In an interview on ABC’s “The View,” Clinton said when she was secretary of State, she saw people who would “get legitimately elected” and then would try “to do away with elections and do away with opposition.”

“You could see it in countries where, well, Hitler was duly elected, right?” Clinton said. “And so all of a sudden somebody with those tendencies, so dictatorial authoritarian tendencies, would be like, OK, we’re going to shut this down.”

“Trump is telling us what he intends to do,” Clinton continued. “Take him at his word.

The entire [Insert Republican Leader] is Hitler canard goes back at least to Coolidge. But if Trump is Hitler, what does that make the new Speaker of the House, Mike Johnson?

THAT’S A SHAME: Disney Executives Reportedly “Butthurt” Over South Park: Joining The Panderverse Special.

South Park: Joining the Panderverse released on Paramount+ at the end of October and took a number of shots at The Walt Disney Company and heavily lampooned Lucasfilm President Kathleen Kennedy.

The episode also turned Kennedy into a meme mocking her vision as a producer by repeating the same tired and failed formula. Specifically, Eric Cartman as Kathleen Kennedy informs the Disney board how to make their movies, “Put a chick in it. Make her lame and gay.”

Following the release of the episode, Midnight’s Edge reported on rumors they heard about what the reactions at Disney were like.
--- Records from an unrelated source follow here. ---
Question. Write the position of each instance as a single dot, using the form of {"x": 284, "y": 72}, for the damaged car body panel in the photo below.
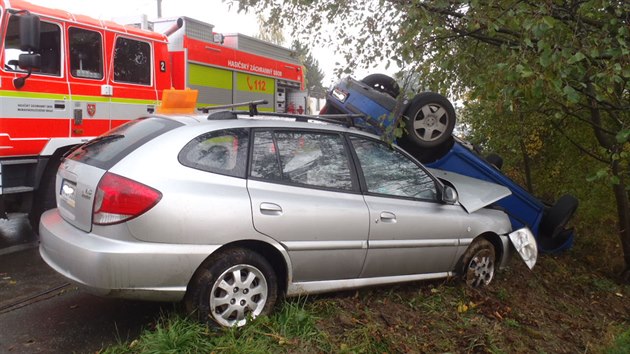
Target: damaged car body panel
{"x": 473, "y": 193}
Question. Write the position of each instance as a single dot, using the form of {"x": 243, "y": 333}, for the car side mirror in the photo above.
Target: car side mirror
{"x": 449, "y": 195}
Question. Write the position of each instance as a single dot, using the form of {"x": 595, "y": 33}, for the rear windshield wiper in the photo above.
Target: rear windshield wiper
{"x": 101, "y": 139}
{"x": 92, "y": 142}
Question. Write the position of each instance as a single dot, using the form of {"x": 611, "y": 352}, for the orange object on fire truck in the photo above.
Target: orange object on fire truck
{"x": 67, "y": 78}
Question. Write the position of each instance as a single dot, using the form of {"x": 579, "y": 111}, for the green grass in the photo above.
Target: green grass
{"x": 621, "y": 344}
{"x": 564, "y": 305}
{"x": 291, "y": 328}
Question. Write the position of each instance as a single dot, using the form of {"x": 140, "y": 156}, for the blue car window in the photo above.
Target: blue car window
{"x": 389, "y": 172}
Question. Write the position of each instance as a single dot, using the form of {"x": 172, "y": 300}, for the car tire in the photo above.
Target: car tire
{"x": 382, "y": 83}
{"x": 477, "y": 265}
{"x": 216, "y": 296}
{"x": 557, "y": 217}
{"x": 430, "y": 120}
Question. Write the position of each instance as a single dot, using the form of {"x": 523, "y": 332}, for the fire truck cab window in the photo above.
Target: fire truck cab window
{"x": 132, "y": 61}
{"x": 50, "y": 47}
{"x": 86, "y": 54}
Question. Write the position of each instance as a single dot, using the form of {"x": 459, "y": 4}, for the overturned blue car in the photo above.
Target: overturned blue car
{"x": 429, "y": 120}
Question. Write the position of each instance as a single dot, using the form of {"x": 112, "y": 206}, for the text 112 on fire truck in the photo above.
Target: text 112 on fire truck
{"x": 68, "y": 78}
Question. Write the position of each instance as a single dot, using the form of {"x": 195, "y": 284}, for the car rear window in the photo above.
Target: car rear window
{"x": 109, "y": 148}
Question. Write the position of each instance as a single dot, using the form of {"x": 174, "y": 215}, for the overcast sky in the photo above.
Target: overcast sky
{"x": 216, "y": 12}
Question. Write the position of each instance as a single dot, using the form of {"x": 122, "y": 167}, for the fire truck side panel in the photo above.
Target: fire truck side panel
{"x": 178, "y": 72}
{"x": 251, "y": 87}
{"x": 215, "y": 85}
{"x": 41, "y": 108}
{"x": 132, "y": 81}
{"x": 85, "y": 60}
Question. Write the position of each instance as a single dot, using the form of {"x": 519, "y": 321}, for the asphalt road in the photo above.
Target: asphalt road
{"x": 41, "y": 313}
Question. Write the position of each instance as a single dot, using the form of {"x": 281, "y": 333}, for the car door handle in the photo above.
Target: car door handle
{"x": 270, "y": 209}
{"x": 388, "y": 217}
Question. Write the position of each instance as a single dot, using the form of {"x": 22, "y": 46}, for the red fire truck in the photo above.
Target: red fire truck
{"x": 67, "y": 78}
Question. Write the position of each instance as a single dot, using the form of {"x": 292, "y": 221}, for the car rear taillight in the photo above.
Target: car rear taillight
{"x": 119, "y": 199}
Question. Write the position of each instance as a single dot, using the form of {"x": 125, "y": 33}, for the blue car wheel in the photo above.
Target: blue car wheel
{"x": 430, "y": 120}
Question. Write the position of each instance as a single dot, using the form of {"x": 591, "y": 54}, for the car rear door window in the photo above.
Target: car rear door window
{"x": 387, "y": 171}
{"x": 305, "y": 158}
{"x": 109, "y": 148}
{"x": 223, "y": 152}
The channel’s founder Andre Einherjar states, “What we have heard is that the powers in Disney and Lucasfilm like everyone else knew the episode was coming and they knew it was going to have a go at them, but they didn’t know in advance in exactly which way.”

“And what they saw, allegedly went beyond anything they ever imagined than even their worst of nightmares,” he continued.

Next, Einherjar shared, “The behind-the-scenes response then at Disney was a mix of shock, embarrassment, feelings of betrayal, and overall butthurt.”

“There apparently were some lines of communication between Disney and Paramount over the course of the weekend, but from what I gather very little constructive came out of it. As apparently many in Disney’s end were a tad emotional Especially the True Believers of the woke cause as South Park just gave it a black eye,” he continued.

The 48-minute long extended episode was wildly inconsistent, with its long segments on the town’s professional men being replaced by AI a bit of a snooze. But the segments mocking Kennedy were dead on-target.